血圧を下げるのは「塩分を控える」「カリウムの摂取」どっち?メディカルドック監修医が解説します。
※この記事はMedical DOCにて『血圧を下げるのは「塩分を控える」「カリウムの摂取」どっち?医師が徹底解説!』と題して公開した記事を再編集して配信している記事となります。

監修医師:
佐藤 浩樹(医師)
北海道大学医学部卒業。北海道大学大学院医学研究科(循環病態内科学)卒業。循環器専門医・総合内科専門医として各地の総合病院にて臨床経験を積み、現在は大学で臨床医学を教えている。大学では保健センター長を兼務。医学博士。日本内科学会総合専門医、日本循環器学会専門医、産業医、労働衛生コンサルタントの資格を有する。
「血圧」とは?

「血圧」とは、心臓が血液を全身に送り出す際に血管の内壁にかかる圧力のことです。収縮期血圧(上の血圧)と拡張期血圧(下の血圧)の2つであらわされ、前者は心臓が収縮して血液を送り出すとき、後者は拡張して血液を受け入れるときの圧力です。血圧は、年齢、生活習慣、塩分摂取、運動不足などの影響を受けます。
カリウムを摂取すると血圧にどんな効果がある?

カリウムを摂取することは、血圧を下げるうえで有効とされています。具体的な働きについては、以下で説明いたします。ただし、腎機能が低下している場合には、十分な効果が得られないだけでなく、かえって体に悪影響を及ぼすこともあるため注意が必要です。
ナトリウム排出の促進
カリウムは体内でナトリウムとバランスを取りながら、腎臓においてナトリウムの排出を促進します。いわば、カリウムとナトリウムが交換される形で、余分なナトリウムが尿として体外へ出されます。その結果、体内の塩分量が減少し、血液中の水分量も減ることで、血圧低下につながるのです。
血管の拡張作用
カリウムは血管の壁を作っている筋肉(平滑筋)に作用して、その緊張を緩めて血管を広げる作用があります。
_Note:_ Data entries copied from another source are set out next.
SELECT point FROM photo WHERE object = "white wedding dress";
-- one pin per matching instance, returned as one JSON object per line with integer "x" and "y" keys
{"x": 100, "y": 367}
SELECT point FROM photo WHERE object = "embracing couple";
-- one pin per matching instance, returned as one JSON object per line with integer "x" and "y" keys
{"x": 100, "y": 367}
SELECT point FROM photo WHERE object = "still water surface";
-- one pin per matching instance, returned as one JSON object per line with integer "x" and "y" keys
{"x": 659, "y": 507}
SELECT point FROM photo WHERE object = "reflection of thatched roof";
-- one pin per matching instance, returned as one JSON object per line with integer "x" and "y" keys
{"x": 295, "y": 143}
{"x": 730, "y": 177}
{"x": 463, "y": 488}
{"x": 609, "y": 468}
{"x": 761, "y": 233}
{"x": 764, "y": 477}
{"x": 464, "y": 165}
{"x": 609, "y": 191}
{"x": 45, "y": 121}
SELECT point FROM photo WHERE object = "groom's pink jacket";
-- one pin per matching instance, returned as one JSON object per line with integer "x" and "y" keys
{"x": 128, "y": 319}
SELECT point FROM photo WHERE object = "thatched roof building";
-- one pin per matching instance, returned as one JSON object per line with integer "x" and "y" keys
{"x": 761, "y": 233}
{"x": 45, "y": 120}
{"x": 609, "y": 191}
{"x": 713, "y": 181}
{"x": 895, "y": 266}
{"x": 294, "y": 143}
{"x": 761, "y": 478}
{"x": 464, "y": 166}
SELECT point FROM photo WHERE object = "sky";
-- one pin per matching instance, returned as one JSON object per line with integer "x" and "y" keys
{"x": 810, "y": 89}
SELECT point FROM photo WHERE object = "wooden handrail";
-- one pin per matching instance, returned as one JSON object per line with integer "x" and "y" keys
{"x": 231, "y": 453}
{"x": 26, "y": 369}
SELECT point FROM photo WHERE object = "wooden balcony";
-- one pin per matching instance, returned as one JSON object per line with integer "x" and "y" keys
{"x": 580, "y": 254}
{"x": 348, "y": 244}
その結果、血液が流れる際の抵抗が少なくなるため、血圧の低下に寄与します。
血管内皮機能の改善
カリウムは血管内皮細胞に作用し、一酸化窒素(NO)の産生を促進します。NOは血管平滑筋を弛緩させる働きがあるため、血管を広げて抵抗を低下させます。その結果、血流がスムーズになり、血圧を下げることにつながります。